I’m not special. I think we all have hearts like a baby’s shape-sorting cube, holes left behind by the people who passed through. If we’re lucky, another one that’s just the right shape comes along, and we’re whole again for a moment. But triangles and squares and circles are common and easy to come by. This very distinct, four-limbed, man-shaped gap is difficult to fill. I’d resigned myself to that.

But when I sit at my desk and hold that unwrapped doll leg in my hand, I reflexively think of that chalk outline, of the unique shape left open in my heart, and although it’s a terrible idea—although there is so much more to lose than to gain—I can’t help the guiltiest, most shameful fantasy of filling it up again.

The days pass and I collect my doll piece by piece. A leg, a hand, a foot, a chest…I lay the pieces out in my drawer. I carry them in my purse. I rub my thumb over the nubby little toes of a foot in my pocket as I take the elevator down at the end of the day. No one’s ever given me a gift like this, and I puzzle over what it means. I want to pry apart the sutures of Jake’s skull and trawl my fingers through his brains for answers, but a man like Jake has his guard up. There’s no waiting till it comes down. The trick is to make him think his defenses are working and to pick away at the cracks where he’s not looking.

It takes two seconds to fish the flash drive out of his messenger bag when he’s gone to brownnose Doug. He was so careless about letting me see where he keeps it after I wiped his computer. Some of the files are password protected and some aren’t. There’s a spreadsheet that is a list of names, with mine at the top. I won’t deny the thrill I feel at that. The columns to the right are filled with values that don’t make sense to me. I copy it to my desktop, remove the flash drive, and stalk back to his desk. He’s nowhere in sight. I return the drive to his bag.

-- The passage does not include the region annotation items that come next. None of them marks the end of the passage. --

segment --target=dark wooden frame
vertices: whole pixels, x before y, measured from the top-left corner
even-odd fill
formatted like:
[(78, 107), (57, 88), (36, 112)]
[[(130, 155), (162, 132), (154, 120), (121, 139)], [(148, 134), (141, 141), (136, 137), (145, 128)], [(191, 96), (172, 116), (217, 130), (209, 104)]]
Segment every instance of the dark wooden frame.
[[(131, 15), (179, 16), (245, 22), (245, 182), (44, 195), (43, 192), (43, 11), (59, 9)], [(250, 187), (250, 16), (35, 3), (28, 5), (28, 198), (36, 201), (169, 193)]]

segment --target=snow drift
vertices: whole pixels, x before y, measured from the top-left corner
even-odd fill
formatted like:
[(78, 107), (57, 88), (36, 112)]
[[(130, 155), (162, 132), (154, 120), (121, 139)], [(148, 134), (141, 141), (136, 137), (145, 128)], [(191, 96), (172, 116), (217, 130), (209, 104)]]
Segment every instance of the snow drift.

When I straighten, I bump his desk and his computer wakes. The golden retriever has been replaced with a new photo. My heart stumbles, cartwheels, and falls on its face.

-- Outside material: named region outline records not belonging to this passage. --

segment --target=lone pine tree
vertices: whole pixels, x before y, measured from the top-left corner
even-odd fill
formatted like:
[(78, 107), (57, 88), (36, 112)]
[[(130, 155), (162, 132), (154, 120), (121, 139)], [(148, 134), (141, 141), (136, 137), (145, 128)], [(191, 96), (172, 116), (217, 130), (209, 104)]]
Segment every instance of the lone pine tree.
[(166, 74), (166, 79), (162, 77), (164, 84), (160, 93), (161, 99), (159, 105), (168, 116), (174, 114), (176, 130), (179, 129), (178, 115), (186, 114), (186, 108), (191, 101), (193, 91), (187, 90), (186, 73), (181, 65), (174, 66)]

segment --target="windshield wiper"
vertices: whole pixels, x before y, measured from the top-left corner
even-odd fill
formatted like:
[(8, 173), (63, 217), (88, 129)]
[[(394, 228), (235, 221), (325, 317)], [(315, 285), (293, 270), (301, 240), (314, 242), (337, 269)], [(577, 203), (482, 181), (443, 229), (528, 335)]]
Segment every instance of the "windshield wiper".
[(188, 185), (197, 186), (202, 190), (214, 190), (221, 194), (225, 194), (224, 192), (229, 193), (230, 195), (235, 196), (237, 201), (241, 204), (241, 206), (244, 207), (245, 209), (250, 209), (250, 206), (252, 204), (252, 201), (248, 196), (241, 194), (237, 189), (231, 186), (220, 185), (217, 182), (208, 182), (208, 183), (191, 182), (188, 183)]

There’s a beautiful nighttime view of the river behind them. In the foreground, Jake’s face is right next to hers, cheek to cheek, and he grins like a fool while she gazes distantly at the camera. She’s stunning, in a highlighted, lacquered, lip-fillered, paralyzed sort of way that speaks of careless wealth. It’s the Botox. Or maybe the horse tranquilizers kicking in, before he takes her back to his place and decapitates her. I look closely. Dolce & Gabbana sunglasses perched on her head. A Tiffany pendant. I’m a materialistic brand-name hound.

I return to my desk. I feel old and dowdy and cheap. I have heartburn and a headache coming on. I delete my Jake the Ripper notes from my phone. That’s that.

He comes back from lunch, and I watch him tinker away at his computer in the reflective surface of the black stone vase on my desk. I watch him push his glasses back up his straight nose and accidentally muss up his neat hair when he scratches his head. He glances over at me, laconic, bored, and I wonder if she’s his girlfriend. He’s clever and good-looking—even if he is just a temp and his freezer’s full of severed heads. I wonder if they have frequent, vigorous sex. I bet she lets him keep his glasses on.

I hate him so much.

At the end of the day, I go home and line up bits of beige plastic on my coffee table. Arms here, legs there. In my head, I line up bits and pieces of Jake.

He placed that flash drive in his messenger bag pocket in front of me while I watched. He wanted me to find that list for some reason.

The golden retriever photo—he was checking to see what I noticed.

And that selfie he replaced it with…

He’s teasing me. He’s still checking to see what I notice. He’s…bored.

Are you as bored of real life as I am?

A man with a wealthy, beautiful girlfriend doesn’t get bored.

She could be anyone. She could be no one. I’m the one he’s playing serial killer games with.

Tinkle, tinkle, tinkle.

I consider my deconstructed doll laid out before me, and I realize there’s a message here—an offering, if I’m interested in accepting. I’m missing a head, and I need to know: Will this Ken doll have dark hair and glasses?